- Kamena
- Coordinates: 43°13′N 17°57′E﻿ / ﻿43.217°N 17.950°E
- Country: Bosnia and Herzegovina
- Entity: Federation of Bosnia and Herzegovina
- Canton: Herzegovina-Neretva
- Municipality: City of Mostar

Area
- • Total: 3.41 km^{2} (1.32 sq mi)

Population (2013)
- • Total: 0
- • Density: 0.0/km^{2} (0.0/sq mi)
- Time zone: UTC+1 (CET)
- • Summer (DST): UTC+2 (CEST)

= Kamena, Mostar =

Kamena is an abandoned village in the City of Mostar in Herzegovina-Neretva Canton of the Federation of Bosnia and Herzegovina, an entity of Bosnia and Herzegovina.

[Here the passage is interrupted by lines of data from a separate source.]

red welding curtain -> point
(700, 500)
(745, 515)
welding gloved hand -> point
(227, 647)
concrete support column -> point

Prior to the Bosnian War, Kamena was part of Mostar, however, with the partition of Bosnia and Herzegovina after the Dayton Agreement in 1995, the village was divided, with the eastern part of the village being enjoined to the newly established Istočni Mostar, a part of the metropolitan area of Mostar that was assigned to Republika Srpska, while the western part of the village remained in Mostar. Today, Kamena is uninhabited.